At 518m above sea level, the fire watchtower has a view of the Judean Plain, the mountains of Hebron, the Southern Coastal Plain and the Beersheba Valley. It is useful for KKL-JNF foresters in protecting the forest from fires. (No visitors are allowed to enter!)

 

Za’ak Ruins



Not far, between Kibbutz Dvir and Kibbutz Lahav, on a paved road, there is a ruin with hidden tunnels connecting the larger cave with underground chambers.The tunnel system was apparently dug out in the days of the Bar Kochba rebellion and was used by the insurgents.
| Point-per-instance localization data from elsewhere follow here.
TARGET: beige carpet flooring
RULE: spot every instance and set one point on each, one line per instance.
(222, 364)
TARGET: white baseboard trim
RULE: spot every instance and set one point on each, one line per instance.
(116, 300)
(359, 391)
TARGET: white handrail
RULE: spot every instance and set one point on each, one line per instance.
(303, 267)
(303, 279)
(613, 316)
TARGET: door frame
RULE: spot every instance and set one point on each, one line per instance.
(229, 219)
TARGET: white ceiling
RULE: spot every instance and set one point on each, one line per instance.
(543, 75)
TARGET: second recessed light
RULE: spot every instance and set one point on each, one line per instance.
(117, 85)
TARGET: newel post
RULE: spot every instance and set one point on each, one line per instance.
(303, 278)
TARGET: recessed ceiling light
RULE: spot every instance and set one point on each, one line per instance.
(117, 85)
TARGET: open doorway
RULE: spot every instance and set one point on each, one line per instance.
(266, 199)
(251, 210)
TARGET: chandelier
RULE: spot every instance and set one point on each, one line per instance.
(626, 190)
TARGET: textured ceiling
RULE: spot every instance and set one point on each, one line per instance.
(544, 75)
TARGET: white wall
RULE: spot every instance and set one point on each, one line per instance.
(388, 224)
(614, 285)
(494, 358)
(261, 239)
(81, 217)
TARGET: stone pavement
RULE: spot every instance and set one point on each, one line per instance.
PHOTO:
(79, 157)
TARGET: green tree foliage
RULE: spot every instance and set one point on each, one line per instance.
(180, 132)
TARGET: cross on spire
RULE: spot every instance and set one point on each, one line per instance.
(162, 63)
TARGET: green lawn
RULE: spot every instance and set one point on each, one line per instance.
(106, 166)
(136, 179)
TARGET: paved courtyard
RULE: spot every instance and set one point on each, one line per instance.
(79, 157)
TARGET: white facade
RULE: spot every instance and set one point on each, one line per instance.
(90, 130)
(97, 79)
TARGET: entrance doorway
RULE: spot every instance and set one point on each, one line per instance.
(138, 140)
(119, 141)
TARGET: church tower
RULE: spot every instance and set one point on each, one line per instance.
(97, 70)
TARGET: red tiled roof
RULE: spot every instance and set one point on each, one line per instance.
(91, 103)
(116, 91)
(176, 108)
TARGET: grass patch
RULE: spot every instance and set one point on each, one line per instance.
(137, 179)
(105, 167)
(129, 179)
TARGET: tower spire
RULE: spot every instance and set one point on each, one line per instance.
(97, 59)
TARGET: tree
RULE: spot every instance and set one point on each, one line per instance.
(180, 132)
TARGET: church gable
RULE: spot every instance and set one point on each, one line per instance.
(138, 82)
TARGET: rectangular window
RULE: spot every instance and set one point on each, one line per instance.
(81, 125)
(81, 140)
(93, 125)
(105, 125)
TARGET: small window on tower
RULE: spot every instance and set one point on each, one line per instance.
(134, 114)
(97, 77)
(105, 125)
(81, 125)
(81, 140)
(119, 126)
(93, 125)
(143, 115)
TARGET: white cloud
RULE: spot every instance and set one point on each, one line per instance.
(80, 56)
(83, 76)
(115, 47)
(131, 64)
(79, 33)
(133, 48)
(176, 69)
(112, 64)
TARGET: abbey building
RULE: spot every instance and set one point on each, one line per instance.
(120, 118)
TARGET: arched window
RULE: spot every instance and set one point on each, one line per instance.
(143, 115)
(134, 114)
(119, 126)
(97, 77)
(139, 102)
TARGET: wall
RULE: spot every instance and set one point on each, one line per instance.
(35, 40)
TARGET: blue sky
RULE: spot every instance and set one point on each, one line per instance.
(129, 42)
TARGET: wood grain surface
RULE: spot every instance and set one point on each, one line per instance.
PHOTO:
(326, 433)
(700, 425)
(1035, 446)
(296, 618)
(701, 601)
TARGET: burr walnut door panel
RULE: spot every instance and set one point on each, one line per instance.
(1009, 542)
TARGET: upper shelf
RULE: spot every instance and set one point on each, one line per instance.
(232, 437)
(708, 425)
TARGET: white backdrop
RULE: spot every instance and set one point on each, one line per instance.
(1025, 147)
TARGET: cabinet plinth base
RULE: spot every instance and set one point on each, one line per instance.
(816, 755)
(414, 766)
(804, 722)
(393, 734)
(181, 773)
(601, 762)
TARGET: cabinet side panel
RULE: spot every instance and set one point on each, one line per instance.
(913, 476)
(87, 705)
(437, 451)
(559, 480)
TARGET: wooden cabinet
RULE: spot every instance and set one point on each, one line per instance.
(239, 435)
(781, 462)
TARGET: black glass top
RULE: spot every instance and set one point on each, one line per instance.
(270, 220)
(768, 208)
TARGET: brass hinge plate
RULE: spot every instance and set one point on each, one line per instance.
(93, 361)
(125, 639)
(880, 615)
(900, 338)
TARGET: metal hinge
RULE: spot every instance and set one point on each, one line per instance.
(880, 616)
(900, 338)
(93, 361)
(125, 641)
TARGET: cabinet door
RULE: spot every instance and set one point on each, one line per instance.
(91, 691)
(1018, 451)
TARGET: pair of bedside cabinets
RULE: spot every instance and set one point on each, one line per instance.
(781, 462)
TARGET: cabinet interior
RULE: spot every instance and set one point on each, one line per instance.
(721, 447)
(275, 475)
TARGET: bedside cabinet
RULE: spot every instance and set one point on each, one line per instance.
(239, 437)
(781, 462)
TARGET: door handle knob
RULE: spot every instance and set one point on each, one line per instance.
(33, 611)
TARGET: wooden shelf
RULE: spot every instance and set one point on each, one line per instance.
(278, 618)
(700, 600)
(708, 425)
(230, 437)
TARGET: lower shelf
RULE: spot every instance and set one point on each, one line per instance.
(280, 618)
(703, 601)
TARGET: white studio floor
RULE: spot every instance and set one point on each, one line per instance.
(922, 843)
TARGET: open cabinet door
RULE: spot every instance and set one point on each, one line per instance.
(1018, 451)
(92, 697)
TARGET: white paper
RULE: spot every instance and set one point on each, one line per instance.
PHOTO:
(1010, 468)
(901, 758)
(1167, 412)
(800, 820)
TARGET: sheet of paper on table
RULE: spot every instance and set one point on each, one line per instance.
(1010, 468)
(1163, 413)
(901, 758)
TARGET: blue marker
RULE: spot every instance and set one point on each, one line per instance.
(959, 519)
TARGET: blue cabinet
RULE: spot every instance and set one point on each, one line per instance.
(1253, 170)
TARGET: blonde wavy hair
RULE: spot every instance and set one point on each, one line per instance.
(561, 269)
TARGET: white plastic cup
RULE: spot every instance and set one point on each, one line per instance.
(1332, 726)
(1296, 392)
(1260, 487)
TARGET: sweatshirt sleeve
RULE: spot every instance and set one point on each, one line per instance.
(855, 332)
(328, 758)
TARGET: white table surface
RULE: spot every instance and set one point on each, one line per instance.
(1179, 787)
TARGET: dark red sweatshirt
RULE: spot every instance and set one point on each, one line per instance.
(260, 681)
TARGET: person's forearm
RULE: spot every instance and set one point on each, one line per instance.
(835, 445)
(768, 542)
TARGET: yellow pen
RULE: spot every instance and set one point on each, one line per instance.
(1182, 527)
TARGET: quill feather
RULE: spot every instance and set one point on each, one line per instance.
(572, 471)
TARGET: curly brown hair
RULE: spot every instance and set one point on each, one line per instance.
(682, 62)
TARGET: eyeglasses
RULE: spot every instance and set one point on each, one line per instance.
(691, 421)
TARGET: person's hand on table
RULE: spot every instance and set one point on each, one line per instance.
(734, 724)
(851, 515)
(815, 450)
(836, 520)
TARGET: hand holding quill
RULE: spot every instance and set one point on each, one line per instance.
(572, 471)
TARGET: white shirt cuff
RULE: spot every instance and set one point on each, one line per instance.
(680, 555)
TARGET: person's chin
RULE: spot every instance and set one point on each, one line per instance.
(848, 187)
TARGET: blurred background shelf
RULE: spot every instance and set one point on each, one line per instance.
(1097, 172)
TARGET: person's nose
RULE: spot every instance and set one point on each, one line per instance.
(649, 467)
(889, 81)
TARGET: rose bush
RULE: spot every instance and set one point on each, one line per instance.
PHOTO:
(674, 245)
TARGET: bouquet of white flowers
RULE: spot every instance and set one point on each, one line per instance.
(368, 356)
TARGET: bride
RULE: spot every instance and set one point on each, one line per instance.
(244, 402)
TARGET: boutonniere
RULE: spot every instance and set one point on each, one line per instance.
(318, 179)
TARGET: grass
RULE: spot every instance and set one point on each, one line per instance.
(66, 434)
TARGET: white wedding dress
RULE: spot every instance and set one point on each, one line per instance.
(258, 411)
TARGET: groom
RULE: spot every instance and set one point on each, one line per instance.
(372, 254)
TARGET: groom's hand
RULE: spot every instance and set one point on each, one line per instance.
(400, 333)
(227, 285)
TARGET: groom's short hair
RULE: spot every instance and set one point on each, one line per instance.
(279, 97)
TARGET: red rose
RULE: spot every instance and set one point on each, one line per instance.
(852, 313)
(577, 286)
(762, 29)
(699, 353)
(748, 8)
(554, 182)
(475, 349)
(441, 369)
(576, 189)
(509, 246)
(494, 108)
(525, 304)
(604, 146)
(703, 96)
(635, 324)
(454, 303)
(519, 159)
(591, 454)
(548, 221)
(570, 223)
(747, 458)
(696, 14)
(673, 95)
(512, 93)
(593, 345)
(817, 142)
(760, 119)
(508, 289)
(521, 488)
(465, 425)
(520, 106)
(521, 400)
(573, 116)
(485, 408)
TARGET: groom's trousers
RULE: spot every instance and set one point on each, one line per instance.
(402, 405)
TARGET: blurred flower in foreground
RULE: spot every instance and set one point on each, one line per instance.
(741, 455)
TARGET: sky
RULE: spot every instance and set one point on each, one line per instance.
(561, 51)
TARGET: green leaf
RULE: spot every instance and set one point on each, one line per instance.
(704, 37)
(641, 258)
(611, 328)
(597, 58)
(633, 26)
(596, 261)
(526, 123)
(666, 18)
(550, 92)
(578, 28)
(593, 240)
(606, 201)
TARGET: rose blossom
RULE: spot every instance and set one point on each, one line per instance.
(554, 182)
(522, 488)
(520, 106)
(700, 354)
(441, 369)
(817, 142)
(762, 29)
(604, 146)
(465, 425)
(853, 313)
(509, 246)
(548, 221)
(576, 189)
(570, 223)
The cave is pitch dark, and a good part of the way through it requires crawling. (You must be equipped with a flashlight!) At the top of the ruins there is a great view of the Yaval Valley and the southern slopes of the Hebron Hills.

 

The Campbell Recreation Area


Located near the parking area next to the fire watchtower, it has picnic tables, playground facilities, water fountains and paved access paths that are wheelchair accessible.

 

Hashdera Recreation Area




Photo: Yaakov Shkolnik.

Located at the northern entrance to Lahav Forest, it has picnic tables that are wheelchair accessible.

 

Additional Recreation Areas

Additional recreation areas include the Mitzpe Recreation Area, the Doron Recreation Area, the Reches Recreation Area and the wheelchair accessible Oranim Recreation Area.